For decades, China and Australia built a relationship on trade, with Beijing becoming Canberra’s biggest commercial partner with purchases of Australian food and natural resources.
But ties soured after Australia in 2017 accused China of meddling in its politics. The following year, Australia banned equipment from Chinese tech giant Huawei Technologies Co for its 5G network out of national security fears.
An Australian call in 2020 for an international inquiry into the origin of the COVID pandemic, which emerged in the Chinese city of Wuhan in late 2019, infuriated Beijing, which responded with blocks on various Australian imports.
As relations deteriorated, China warned its students against studying in Australia, citing racist incidents, threatening a multi-billion-dollar education market.
Earlier on Monday, Albanese stopped by Beijing’s iconic Temple of Heaven and posed for a photograph at the circular Echo Wall where Australia’s then prime minister, Gough Whitlam, stood in 1973, a year after the two countries established ties.
“In China we often say that when drinking water, we should not forget those who dug the well,” Xi said. “The Chinese people will not forget Prime Minister Whitlam for digging the well for us.”
Albanese took steps to stabilise relations after he became prime minister in May last year and met Xi on the sidelines of a G20 summit in Indonesia in November.
China soon began lowering trade barriers, allowing imports of coal in January and ending tariffs on barley in August. Last month, Beijing agreed to review dumping tariffs of 218% on Australian wine.

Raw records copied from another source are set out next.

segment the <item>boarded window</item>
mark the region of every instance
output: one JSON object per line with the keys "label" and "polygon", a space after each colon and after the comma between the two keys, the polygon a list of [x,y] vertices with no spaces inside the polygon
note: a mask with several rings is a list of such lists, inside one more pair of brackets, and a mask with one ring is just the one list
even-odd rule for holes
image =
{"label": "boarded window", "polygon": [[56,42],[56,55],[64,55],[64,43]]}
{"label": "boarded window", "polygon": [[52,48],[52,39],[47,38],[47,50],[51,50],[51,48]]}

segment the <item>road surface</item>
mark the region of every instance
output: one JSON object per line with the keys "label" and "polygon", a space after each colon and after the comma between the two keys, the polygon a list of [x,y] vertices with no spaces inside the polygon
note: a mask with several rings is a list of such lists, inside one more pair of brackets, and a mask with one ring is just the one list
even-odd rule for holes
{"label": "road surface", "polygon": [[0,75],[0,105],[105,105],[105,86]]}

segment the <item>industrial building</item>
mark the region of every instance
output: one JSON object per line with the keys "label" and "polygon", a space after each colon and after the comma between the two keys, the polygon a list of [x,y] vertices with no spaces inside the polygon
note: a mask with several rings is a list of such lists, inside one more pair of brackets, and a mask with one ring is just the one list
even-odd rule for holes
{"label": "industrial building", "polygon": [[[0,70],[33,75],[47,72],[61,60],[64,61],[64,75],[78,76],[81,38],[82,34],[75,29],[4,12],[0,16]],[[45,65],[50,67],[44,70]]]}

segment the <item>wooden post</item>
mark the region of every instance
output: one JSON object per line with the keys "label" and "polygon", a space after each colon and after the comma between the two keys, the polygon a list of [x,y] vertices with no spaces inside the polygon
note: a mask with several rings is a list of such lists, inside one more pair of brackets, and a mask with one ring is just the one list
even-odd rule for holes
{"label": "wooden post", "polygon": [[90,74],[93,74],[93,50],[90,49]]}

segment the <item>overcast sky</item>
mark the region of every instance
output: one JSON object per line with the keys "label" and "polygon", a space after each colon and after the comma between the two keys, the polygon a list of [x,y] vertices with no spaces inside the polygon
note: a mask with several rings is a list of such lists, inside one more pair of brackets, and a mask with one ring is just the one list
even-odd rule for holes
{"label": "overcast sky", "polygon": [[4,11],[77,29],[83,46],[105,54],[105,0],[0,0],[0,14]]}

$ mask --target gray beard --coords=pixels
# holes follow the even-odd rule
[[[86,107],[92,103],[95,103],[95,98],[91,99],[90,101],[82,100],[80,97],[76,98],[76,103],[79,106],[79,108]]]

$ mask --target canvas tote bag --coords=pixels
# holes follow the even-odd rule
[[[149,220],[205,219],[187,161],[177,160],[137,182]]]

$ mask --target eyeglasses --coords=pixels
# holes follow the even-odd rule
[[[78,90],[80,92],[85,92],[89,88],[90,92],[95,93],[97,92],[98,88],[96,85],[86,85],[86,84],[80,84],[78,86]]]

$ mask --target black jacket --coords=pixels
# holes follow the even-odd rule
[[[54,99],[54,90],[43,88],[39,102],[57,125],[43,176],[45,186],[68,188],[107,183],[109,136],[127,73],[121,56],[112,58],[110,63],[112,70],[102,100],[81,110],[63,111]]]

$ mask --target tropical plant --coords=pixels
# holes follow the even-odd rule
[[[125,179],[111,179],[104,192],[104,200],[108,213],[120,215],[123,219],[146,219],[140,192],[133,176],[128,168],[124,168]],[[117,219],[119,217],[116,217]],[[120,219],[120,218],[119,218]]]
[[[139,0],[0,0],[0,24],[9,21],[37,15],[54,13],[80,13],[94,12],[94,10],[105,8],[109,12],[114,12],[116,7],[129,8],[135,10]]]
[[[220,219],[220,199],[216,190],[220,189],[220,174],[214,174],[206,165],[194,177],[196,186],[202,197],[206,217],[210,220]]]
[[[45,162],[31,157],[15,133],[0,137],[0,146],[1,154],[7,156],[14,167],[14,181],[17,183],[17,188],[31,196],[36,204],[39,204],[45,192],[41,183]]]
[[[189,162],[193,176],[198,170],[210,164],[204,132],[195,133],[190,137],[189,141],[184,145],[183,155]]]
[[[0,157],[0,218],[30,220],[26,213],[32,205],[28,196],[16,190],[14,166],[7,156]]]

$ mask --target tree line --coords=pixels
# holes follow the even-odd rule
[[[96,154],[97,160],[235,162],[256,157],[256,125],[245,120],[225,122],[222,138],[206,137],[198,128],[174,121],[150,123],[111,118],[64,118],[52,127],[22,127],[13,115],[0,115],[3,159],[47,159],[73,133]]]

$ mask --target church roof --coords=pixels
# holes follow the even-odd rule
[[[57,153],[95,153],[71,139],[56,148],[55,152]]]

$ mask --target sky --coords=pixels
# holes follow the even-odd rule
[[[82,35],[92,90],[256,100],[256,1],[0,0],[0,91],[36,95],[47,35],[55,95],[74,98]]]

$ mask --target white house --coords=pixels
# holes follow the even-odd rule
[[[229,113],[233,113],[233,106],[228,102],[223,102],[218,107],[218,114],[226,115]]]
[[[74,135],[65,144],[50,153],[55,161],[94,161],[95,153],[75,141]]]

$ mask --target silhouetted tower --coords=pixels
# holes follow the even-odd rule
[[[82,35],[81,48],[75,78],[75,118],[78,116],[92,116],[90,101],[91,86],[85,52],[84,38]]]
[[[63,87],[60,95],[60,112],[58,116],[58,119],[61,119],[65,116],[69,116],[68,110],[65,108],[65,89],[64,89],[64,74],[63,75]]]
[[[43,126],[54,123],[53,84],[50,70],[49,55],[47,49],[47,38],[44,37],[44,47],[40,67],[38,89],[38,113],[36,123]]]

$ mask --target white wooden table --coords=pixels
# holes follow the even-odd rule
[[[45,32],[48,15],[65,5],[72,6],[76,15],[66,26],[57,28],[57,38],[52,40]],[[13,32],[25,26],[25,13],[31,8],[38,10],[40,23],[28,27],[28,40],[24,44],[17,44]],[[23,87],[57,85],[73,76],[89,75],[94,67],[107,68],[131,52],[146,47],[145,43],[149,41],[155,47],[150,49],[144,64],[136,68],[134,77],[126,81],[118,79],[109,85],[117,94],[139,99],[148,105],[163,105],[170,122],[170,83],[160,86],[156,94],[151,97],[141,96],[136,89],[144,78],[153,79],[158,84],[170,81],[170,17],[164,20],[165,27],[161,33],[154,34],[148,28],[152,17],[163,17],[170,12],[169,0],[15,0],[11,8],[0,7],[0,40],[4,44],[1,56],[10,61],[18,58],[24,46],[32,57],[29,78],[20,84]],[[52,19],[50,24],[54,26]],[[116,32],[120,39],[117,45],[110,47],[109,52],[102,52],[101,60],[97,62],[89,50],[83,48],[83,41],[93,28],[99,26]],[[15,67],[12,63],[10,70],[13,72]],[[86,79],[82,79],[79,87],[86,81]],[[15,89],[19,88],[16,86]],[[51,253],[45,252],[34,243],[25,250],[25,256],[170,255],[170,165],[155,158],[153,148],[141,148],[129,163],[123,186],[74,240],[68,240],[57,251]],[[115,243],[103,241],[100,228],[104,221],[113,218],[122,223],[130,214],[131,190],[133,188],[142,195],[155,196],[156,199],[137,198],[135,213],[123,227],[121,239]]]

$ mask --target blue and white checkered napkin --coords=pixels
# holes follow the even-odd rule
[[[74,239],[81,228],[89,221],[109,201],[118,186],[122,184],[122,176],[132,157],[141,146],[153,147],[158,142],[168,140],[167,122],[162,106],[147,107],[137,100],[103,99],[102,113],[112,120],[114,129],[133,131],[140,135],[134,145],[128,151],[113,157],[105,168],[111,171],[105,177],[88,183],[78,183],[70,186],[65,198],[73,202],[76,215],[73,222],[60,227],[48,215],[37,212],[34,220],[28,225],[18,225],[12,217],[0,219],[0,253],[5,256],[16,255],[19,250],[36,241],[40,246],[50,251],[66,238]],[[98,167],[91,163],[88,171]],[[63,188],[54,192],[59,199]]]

“I noted very much unimpeded trade was in the interest of both countries, was good for Chinese consumers as well as Australian exporters,” Albanese told reporters after the meeting. “He certainly agreed that Australian wine is good.”
China’s January-September imports from Australia increased 8.1% from a year earlier to $116.9 billion, Chinese customs data show. In 2022, imports plunged 12.7% to $142.1 billion.
The meeting was “very positive”, Albanese said, adding that he had invited Xi to visit Australia.
“Both of us certainly agreed that we shouldn’t be defined by our differences, recognise that they are there, but also recognise the mutual benefit that we have.”
Obstacles remain in their relationship.
Australian backing of a U.N. ruling rejecting China’s territorial claims in the South China Sea has angered Beijing, which has told Canberra the issue is not its concern.
Australia says the South China Sea is an important passageway for its trade with Japan and South Korea.
Beijing’s projection of power among Pacific island nations also alarmed Australia, while Canberra’s security alliance with the United States and Britain in the Indo-Pacific – known as AUKUS – stoked Chinese worries about containment.
“AUKUS didn’t come up explicitly. We discussed, though, regional stability,” Albanese said, without giving specifics. “I spoke about guardrails and military-to-military cooperation between the United States and China. That’s important.”
Albanese also raised the case of Australian writer Yang Hengjun, who has been jailed in Beijing for four years on espionage charges.